Yes, all good things come to an end, but the memories will last forever! We had a fabulous two weeks in Burgenland and I'm so glad that I had the opportunity to share this trip with my mom.
She is still thinking about our trip too - she continues to cook and bake some of the things we ate while we were there. Two days ago she made apricot marmalade (like the stuff we had at the pension every morning); and yesterday she tried to make cabbage strudel (remember, she ate five pieces!) My son tried the cabbage strudel yesterday and said it was delicious! I'm sure there were will be more Burgenländishe foods coming our way in the days ahead.
Sadly, this will be my final post on our trip to Burgenland. Oh, I'm sure that I could probably go on and on for several more days (or weeks!) and I will likely still occasionally insert a little story or a picture or two as things occur to me, but I think I've successfully covered all of the major highlights of our trip.
So today, I leave you with some photos (and of course, commentary!) on the "land" and the "lake."
We think we understand why our ancestors came to Minnesota. When you look at the landscape of Burgenland, it's like looking at the corn field or the wheat fields that you might see in the country right here in Minnesota!
Minus the vineyards of course! (Oh I know there are vineyards in Minnesota too, but not like these.)

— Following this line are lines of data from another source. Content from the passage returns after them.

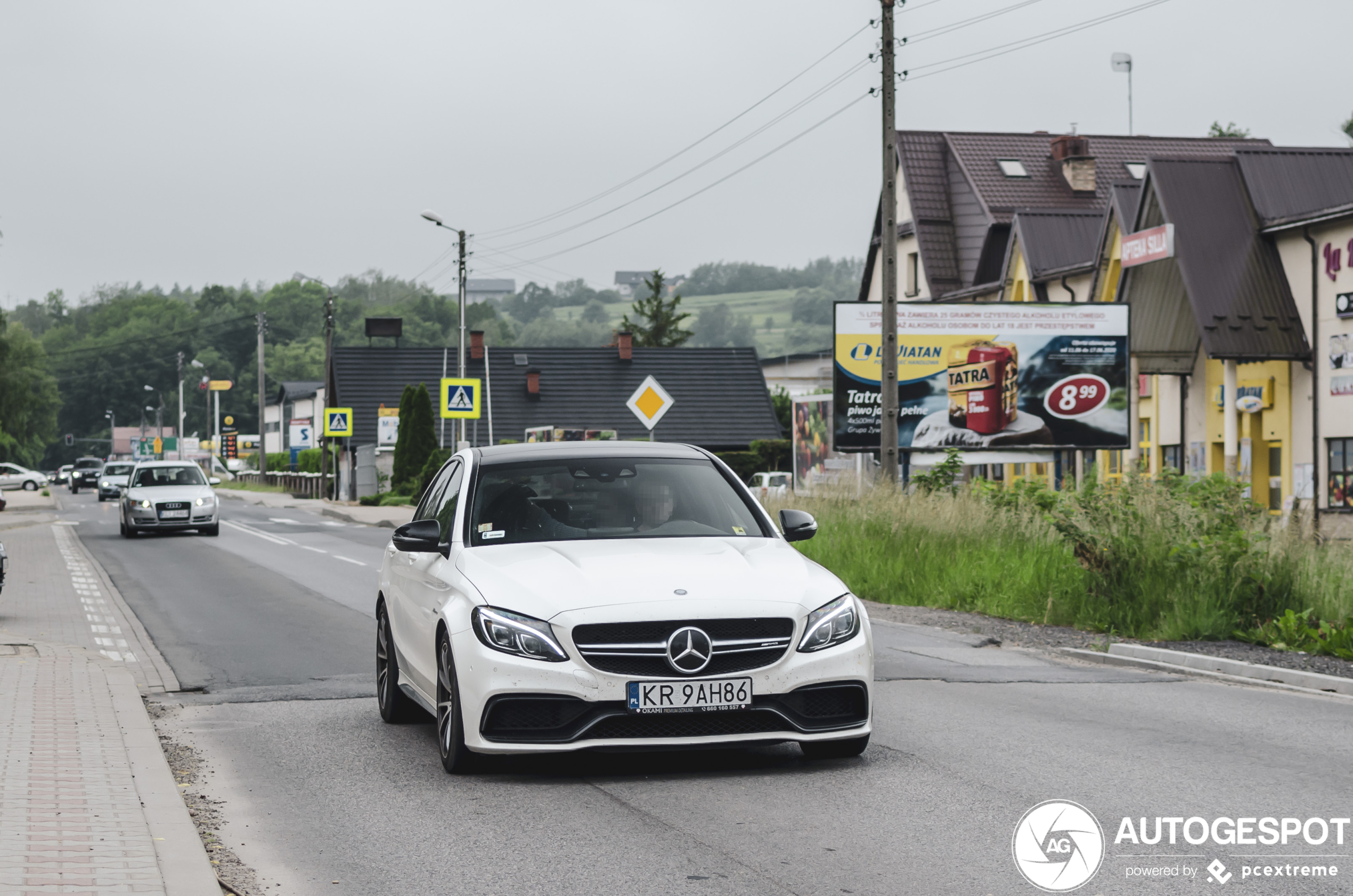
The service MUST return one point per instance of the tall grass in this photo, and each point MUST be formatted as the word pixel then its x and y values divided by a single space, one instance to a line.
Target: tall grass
pixel 1152 558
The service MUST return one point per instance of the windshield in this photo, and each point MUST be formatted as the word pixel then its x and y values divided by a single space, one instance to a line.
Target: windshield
pixel 607 498
pixel 149 476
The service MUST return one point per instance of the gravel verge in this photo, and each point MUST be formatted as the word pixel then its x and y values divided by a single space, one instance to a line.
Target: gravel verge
pixel 236 877
pixel 1025 634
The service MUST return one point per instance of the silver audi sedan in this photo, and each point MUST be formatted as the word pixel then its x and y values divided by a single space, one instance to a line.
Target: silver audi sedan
pixel 169 496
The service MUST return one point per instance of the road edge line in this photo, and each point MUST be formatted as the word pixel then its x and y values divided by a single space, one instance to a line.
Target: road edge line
pixel 174 834
pixel 168 680
pixel 1118 660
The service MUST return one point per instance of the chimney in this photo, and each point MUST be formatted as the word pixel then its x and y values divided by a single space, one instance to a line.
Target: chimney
pixel 1073 152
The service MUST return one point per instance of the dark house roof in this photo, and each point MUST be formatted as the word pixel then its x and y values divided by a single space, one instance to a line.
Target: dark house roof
pixel 1294 186
pixel 1225 270
pixel 720 393
pixel 963 203
pixel 294 390
pixel 1057 242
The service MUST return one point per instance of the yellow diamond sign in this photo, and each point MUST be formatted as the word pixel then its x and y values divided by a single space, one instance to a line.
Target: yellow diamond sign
pixel 650 402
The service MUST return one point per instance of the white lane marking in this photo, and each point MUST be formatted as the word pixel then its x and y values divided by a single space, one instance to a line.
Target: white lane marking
pixel 257 534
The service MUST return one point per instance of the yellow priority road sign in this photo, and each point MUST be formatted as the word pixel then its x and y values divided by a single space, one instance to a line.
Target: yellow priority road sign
pixel 650 402
pixel 339 422
pixel 460 399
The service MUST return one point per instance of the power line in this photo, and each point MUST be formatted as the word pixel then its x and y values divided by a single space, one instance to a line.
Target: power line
pixel 991 53
pixel 703 190
pixel 648 171
pixel 157 335
pixel 761 130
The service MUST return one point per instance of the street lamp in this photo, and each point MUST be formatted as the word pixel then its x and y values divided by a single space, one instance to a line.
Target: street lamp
pixel 460 353
pixel 329 382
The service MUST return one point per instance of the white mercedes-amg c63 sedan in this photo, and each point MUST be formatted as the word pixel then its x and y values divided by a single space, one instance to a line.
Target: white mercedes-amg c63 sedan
pixel 615 595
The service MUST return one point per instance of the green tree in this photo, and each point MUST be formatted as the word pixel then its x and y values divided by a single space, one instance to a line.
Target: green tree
pixel 657 323
pixel 29 398
pixel 1230 130
pixel 417 438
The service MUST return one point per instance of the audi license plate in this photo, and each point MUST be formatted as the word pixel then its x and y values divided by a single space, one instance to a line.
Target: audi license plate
pixel 712 695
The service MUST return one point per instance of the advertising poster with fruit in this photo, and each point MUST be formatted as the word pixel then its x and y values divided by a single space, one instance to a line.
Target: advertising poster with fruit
pixel 985 376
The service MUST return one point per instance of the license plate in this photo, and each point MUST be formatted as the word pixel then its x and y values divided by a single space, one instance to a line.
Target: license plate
pixel 712 695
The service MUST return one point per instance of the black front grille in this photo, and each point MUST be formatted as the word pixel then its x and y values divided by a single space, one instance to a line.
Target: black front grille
pixel 726 661
pixel 689 725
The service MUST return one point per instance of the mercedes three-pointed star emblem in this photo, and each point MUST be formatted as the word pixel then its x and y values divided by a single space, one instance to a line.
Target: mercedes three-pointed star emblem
pixel 689 651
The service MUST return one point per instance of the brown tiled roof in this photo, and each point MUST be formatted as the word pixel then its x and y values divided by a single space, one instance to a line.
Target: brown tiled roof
pixel 1045 187
pixel 1289 184
pixel 1232 272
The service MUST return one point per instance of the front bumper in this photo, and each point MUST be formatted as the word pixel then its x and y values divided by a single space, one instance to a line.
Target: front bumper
pixel 525 706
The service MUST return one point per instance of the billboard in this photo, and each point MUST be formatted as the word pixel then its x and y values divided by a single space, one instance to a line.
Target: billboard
pixel 985 376
pixel 815 461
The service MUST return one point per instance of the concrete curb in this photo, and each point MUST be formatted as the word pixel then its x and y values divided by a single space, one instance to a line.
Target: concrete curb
pixel 1295 678
pixel 1121 660
pixel 179 852
pixel 168 681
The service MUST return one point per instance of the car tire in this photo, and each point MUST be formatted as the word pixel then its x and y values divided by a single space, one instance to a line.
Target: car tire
pixel 395 707
pixel 834 749
pixel 457 757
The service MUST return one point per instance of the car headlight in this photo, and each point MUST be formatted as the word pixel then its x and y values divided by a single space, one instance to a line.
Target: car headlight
pixel 516 634
pixel 831 625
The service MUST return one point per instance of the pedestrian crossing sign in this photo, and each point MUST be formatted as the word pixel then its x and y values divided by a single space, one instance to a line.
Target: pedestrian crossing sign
pixel 460 399
pixel 339 422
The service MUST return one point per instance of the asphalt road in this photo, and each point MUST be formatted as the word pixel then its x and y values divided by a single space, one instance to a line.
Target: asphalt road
pixel 968 738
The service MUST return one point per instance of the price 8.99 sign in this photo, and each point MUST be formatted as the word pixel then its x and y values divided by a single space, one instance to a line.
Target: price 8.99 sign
pixel 1076 397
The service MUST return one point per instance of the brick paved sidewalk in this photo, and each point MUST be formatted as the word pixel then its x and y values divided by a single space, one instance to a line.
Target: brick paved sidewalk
pixel 87 799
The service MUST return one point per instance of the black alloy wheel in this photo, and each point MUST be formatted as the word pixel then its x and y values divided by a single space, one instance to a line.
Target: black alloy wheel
pixel 395 707
pixel 451 733
pixel 834 749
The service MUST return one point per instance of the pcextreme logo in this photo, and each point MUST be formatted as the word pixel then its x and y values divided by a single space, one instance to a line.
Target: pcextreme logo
pixel 1058 846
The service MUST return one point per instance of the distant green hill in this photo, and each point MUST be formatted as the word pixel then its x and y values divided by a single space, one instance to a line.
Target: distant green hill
pixel 776 306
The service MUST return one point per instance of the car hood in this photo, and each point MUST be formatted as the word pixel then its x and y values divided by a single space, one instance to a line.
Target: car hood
pixel 157 494
pixel 547 579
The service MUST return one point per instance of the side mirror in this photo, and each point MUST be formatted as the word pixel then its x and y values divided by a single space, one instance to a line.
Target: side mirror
pixel 419 536
pixel 797 526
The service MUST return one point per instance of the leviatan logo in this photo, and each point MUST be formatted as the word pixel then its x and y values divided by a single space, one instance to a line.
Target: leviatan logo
pixel 1058 846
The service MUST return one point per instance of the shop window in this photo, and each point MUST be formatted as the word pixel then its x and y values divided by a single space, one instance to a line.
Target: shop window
pixel 1341 475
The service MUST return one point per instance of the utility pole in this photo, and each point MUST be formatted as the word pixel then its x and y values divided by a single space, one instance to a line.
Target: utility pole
pixel 460 352
pixel 263 438
pixel 888 249
pixel 329 395
pixel 179 432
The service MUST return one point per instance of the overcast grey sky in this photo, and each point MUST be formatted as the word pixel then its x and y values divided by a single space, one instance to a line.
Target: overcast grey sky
pixel 195 144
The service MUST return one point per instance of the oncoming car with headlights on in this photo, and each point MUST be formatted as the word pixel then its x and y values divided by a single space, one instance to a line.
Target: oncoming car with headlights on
pixel 619 595
pixel 169 496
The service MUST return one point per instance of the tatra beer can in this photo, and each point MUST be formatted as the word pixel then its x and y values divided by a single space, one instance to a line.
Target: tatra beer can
pixel 977 387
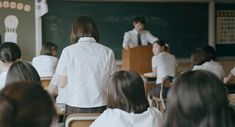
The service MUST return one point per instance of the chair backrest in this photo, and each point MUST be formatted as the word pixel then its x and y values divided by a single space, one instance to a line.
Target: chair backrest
pixel 166 82
pixel 80 119
pixel 137 59
pixel 45 81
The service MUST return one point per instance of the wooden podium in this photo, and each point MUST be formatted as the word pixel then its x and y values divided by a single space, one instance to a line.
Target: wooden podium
pixel 137 59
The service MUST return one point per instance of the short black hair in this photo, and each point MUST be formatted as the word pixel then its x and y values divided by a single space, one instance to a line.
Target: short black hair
pixel 139 19
pixel 9 52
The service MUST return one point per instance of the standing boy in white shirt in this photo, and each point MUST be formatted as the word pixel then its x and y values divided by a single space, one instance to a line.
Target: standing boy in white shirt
pixel 138 36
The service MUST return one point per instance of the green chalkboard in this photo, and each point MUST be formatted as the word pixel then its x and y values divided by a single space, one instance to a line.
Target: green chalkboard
pixel 183 25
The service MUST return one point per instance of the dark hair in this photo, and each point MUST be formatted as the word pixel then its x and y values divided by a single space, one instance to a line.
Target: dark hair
pixel 22 71
pixel 210 51
pixel 9 52
pixel 48 48
pixel 197 99
pixel 198 56
pixel 163 44
pixel 139 19
pixel 84 26
pixel 127 92
pixel 30 105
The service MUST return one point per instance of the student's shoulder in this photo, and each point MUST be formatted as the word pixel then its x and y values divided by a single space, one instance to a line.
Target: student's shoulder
pixel 129 32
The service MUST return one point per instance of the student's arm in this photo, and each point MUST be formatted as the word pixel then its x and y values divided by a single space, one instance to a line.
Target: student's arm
pixel 151 38
pixel 231 77
pixel 126 40
pixel 61 69
pixel 154 66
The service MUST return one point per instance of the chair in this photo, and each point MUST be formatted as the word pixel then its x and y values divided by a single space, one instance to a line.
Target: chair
pixel 159 102
pixel 80 119
pixel 166 83
pixel 137 59
pixel 45 81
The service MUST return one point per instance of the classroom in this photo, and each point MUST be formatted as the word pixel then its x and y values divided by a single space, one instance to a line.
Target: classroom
pixel 48 28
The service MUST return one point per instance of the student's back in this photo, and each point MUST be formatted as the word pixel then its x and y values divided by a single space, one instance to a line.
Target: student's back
pixel 26 104
pixel 127 104
pixel 198 99
pixel 9 53
pixel 46 63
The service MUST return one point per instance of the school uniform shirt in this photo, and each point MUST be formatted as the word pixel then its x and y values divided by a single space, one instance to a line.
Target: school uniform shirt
pixel 61 92
pixel 45 65
pixel 119 118
pixel 130 38
pixel 213 67
pixel 165 65
pixel 233 71
pixel 3 77
pixel 88 66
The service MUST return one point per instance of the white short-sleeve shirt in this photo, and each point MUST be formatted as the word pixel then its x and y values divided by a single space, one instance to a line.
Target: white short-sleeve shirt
pixel 3 77
pixel 213 67
pixel 130 38
pixel 233 71
pixel 165 65
pixel 88 66
pixel 45 65
pixel 119 118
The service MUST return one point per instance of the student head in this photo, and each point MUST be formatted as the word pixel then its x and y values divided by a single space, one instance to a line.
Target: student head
pixel 22 71
pixel 9 52
pixel 84 26
pixel 127 92
pixel 26 104
pixel 139 23
pixel 197 99
pixel 49 49
pixel 210 51
pixel 198 56
pixel 160 46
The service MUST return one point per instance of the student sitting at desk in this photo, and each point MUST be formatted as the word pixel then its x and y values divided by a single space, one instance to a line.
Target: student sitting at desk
pixel 46 63
pixel 231 77
pixel 127 104
pixel 202 60
pixel 138 36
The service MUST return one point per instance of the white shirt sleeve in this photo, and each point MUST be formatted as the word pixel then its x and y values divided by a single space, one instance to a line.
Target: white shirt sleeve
pixel 150 37
pixel 61 68
pixel 233 71
pixel 126 40
pixel 113 64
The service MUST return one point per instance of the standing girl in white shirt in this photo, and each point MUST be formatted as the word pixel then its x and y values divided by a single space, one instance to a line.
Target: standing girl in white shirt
pixel 163 64
pixel 85 67
pixel 127 104
pixel 9 53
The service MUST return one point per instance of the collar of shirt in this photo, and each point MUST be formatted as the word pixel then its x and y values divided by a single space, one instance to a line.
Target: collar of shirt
pixel 136 32
pixel 86 39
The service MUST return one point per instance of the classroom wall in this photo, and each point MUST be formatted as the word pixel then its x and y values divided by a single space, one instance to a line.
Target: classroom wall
pixel 183 25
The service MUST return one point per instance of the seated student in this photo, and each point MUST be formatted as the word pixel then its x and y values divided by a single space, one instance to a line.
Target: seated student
pixel 231 77
pixel 163 64
pixel 22 71
pixel 9 53
pixel 46 63
pixel 138 36
pixel 26 104
pixel 58 92
pixel 198 99
pixel 127 104
pixel 201 60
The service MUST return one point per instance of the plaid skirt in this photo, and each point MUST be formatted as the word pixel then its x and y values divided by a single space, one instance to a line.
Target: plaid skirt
pixel 71 110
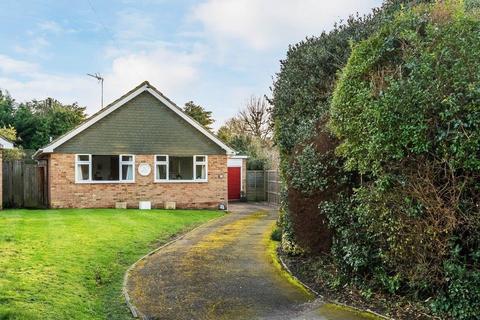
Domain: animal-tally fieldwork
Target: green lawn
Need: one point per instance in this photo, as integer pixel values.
(69, 264)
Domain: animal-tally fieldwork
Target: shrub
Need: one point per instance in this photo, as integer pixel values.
(301, 98)
(276, 234)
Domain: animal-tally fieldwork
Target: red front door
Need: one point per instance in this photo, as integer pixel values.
(234, 183)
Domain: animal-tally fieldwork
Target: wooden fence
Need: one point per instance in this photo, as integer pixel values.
(24, 185)
(273, 186)
(256, 185)
(263, 186)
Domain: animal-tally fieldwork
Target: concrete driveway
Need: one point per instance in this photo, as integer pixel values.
(221, 270)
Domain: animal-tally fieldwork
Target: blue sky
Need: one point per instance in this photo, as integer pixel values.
(215, 52)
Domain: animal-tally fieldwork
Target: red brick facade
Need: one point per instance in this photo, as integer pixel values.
(65, 193)
(1, 180)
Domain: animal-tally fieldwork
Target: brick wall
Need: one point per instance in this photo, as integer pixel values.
(65, 193)
(1, 180)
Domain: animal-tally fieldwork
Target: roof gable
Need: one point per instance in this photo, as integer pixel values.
(126, 101)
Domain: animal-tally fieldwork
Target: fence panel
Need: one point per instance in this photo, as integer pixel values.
(256, 185)
(24, 185)
(273, 187)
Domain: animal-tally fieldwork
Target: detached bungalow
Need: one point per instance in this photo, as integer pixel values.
(141, 147)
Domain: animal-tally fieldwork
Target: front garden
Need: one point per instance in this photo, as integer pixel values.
(378, 126)
(69, 264)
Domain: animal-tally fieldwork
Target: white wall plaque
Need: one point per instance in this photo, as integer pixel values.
(144, 169)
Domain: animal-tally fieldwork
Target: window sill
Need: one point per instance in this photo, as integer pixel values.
(180, 181)
(104, 182)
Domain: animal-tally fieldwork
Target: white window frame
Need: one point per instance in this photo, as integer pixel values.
(195, 163)
(90, 166)
(132, 163)
(167, 162)
(83, 162)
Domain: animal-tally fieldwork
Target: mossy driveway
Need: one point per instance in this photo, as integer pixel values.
(222, 270)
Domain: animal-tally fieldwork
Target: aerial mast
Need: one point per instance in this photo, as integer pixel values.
(100, 79)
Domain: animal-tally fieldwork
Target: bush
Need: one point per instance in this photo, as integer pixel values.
(406, 112)
(276, 234)
(301, 98)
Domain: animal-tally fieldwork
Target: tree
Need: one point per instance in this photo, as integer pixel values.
(249, 133)
(38, 121)
(11, 154)
(255, 118)
(198, 113)
(6, 109)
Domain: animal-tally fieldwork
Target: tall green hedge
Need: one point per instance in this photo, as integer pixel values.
(394, 177)
(407, 112)
(302, 93)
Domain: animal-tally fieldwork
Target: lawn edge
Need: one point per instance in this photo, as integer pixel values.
(133, 310)
(336, 304)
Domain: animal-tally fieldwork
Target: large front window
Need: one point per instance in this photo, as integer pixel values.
(180, 168)
(104, 168)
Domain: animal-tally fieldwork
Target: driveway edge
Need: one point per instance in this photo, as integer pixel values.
(287, 269)
(133, 310)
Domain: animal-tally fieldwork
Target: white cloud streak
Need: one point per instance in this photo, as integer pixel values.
(263, 24)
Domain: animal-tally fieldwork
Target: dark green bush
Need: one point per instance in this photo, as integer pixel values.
(301, 98)
(276, 234)
(407, 112)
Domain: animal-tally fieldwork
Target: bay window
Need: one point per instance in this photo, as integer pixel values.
(180, 168)
(104, 168)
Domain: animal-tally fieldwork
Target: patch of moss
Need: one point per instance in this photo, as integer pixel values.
(334, 311)
(271, 247)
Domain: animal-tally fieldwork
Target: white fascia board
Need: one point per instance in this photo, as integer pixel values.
(238, 157)
(51, 147)
(5, 144)
(192, 122)
(89, 122)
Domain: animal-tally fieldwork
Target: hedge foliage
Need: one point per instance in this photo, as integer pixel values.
(399, 90)
(301, 97)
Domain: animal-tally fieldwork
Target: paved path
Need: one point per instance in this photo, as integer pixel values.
(221, 270)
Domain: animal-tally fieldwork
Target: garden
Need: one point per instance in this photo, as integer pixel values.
(69, 263)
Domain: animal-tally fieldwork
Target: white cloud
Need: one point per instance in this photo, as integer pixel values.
(19, 67)
(171, 72)
(50, 26)
(263, 24)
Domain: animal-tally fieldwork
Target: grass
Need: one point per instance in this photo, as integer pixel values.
(69, 264)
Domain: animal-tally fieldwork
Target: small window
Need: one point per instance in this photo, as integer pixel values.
(104, 168)
(200, 167)
(180, 168)
(127, 164)
(161, 168)
(83, 167)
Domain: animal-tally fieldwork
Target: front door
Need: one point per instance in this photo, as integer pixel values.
(234, 181)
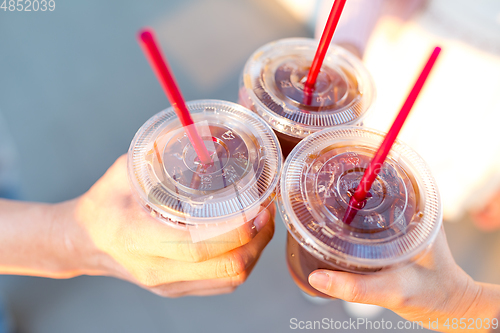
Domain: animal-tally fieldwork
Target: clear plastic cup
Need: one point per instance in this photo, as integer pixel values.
(272, 85)
(172, 184)
(401, 218)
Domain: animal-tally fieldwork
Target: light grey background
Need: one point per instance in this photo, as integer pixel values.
(75, 87)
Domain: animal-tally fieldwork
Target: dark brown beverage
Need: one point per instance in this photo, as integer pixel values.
(401, 216)
(273, 81)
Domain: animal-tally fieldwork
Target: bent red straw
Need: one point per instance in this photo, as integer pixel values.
(167, 81)
(357, 201)
(324, 43)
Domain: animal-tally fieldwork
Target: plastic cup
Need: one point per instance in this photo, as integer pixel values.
(401, 218)
(272, 85)
(172, 184)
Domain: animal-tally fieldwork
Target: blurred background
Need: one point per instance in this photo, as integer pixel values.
(74, 89)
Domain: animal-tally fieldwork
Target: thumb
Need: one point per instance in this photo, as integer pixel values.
(368, 289)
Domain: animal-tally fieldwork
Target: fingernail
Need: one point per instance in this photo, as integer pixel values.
(261, 220)
(320, 281)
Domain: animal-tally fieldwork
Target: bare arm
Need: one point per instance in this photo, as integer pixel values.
(106, 232)
(433, 288)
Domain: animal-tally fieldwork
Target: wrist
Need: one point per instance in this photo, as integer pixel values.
(73, 249)
(467, 296)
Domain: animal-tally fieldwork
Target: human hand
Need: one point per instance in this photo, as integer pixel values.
(113, 235)
(432, 287)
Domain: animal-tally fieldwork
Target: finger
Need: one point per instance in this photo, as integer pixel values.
(212, 292)
(369, 289)
(231, 264)
(156, 239)
(182, 288)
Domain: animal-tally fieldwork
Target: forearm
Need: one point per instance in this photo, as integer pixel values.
(34, 240)
(486, 306)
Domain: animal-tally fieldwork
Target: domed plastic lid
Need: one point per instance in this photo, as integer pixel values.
(170, 181)
(402, 215)
(274, 78)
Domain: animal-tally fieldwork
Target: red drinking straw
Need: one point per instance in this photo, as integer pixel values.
(167, 81)
(324, 43)
(357, 201)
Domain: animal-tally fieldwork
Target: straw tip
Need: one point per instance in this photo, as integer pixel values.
(145, 34)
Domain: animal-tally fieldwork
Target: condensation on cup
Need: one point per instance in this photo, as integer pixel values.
(172, 184)
(399, 222)
(272, 85)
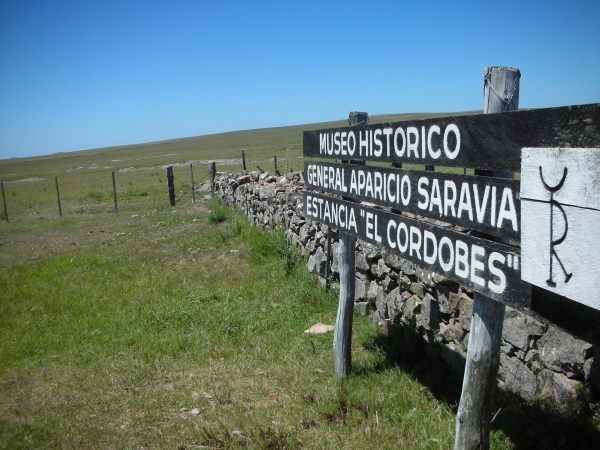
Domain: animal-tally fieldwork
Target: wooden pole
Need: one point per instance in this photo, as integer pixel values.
(342, 332)
(171, 185)
(57, 196)
(327, 262)
(213, 171)
(501, 94)
(275, 163)
(115, 193)
(193, 191)
(4, 201)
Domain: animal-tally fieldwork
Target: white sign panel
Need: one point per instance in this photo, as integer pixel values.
(560, 221)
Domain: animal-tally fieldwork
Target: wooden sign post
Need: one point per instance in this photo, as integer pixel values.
(115, 192)
(4, 201)
(192, 181)
(57, 196)
(171, 185)
(519, 233)
(501, 94)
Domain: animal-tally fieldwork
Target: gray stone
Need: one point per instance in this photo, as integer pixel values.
(429, 311)
(375, 318)
(371, 251)
(393, 260)
(446, 303)
(411, 308)
(388, 284)
(360, 289)
(316, 261)
(517, 378)
(381, 269)
(361, 308)
(417, 288)
(381, 304)
(452, 332)
(334, 258)
(361, 261)
(374, 289)
(454, 357)
(395, 303)
(305, 234)
(244, 179)
(407, 267)
(562, 352)
(519, 329)
(557, 386)
(465, 305)
(426, 276)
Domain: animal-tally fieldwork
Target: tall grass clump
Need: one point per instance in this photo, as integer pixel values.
(269, 245)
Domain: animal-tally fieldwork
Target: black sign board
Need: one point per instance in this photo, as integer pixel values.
(485, 204)
(489, 141)
(482, 265)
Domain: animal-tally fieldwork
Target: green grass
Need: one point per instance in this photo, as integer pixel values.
(114, 327)
(125, 325)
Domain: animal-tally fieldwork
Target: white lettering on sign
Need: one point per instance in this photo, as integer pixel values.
(332, 212)
(468, 262)
(413, 142)
(471, 200)
(560, 221)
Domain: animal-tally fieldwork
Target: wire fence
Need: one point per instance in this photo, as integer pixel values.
(33, 197)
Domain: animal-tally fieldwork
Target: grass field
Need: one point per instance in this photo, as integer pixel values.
(183, 327)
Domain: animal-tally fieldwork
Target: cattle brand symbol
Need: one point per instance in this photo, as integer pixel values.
(554, 242)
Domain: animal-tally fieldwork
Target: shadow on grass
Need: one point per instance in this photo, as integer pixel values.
(537, 424)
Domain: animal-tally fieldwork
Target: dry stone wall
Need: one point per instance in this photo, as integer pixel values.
(536, 359)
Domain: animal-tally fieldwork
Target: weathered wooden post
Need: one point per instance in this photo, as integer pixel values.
(115, 192)
(57, 196)
(501, 94)
(213, 172)
(327, 261)
(192, 178)
(4, 201)
(171, 185)
(275, 163)
(342, 333)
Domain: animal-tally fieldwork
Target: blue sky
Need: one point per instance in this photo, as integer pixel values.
(76, 75)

The grapes are growing everywhere - every little patch of available land! Everyone has their own little patch of grapes and everyone makes wine. The wines made in Burgenland are delicious!
This picture could almost be mistaken for Iowa with all the wind turbines, don't you think?
Flowers were in bloom everywhere too...
One day, during our visit we traveled to the city of Neusiedl to visit with some cousins (Mitzi and Rosa). We had lunch at a newer hotel that was recently built just north of Neusiedl in Parndorf. After lunch, we had the opportunity to go up to the 14th floor and view the Neusiedlersee (Lake Neusiedl) from the north.
Can you see it in the distance? If the day had been clearer, it would have been an even better view. And yes, immediately in front of the hotel - that is an outlet mall. Just like the ones we have here in America.
Quick people picture of second cousins Rosa (middle) and Mitzi (right), Rosa's husband is on the left. I stayed with Rosa's family twice over the Christmas and New Year holidays while in college and studying in Germany.
On a different day, we also viewed the Neusiedlersee from it's most southern end. You have to travel into Hungary to see it (keep in mind, it's a big lake!) Behind these houses you can see the southernmost end of the Neusiedlersee.
Much of the lake in Hungary though is made up of "Rohr" or reeds. These same reeds were used to make the thatched roofs that you often see on older pictures of homes in the Burgenland area. This is a barn that we came across in Hungary.
Much of the area surrounding the Neusiedlersee is a National Park and since 2001, it has also been named a World Heritage Site. This area would be like heaven to an ornithologist because of the various different birds that can be seen here. We saw thousands of geese and an old fashioned well as we traveled through the park
And of course, let's not forget the storks!
But, the best way to see the Neusiedlersee is "up close and personal." We did something that we never "in our wildest dreams" thought we would do on this trip. One afternoon we traveled to a marina in Hungary and we boarded Martin's sailboat and headed out to the lake!
The captain of the ship and his first mate (or do they look more like the "Skipper" and "Gilligan"?)
We had to travel down a long (with emphasis on the word "long") channel of rohr to get to the lake..."How much longer before we reach the lake, Martin?"
The long trip through the channel was worth it. Once we made it to the end, we had a front row seat viewing the beautiful Neusiedlersee!
A very happy captain and first mate basking in the sunshine!
So, that's my story. Special thanks to Martin and Ilse - this trip wouldn't have been possible without the two of you. I hope you know that you will always hold a special place in our hearts (and we hope you will seriously consider coming to America one day soon!)
Tomorrow we will resume regular programming, a.k.a. needlework updates! Although, I did find a few more photos of the embroidery from Hövej. That still counts, right?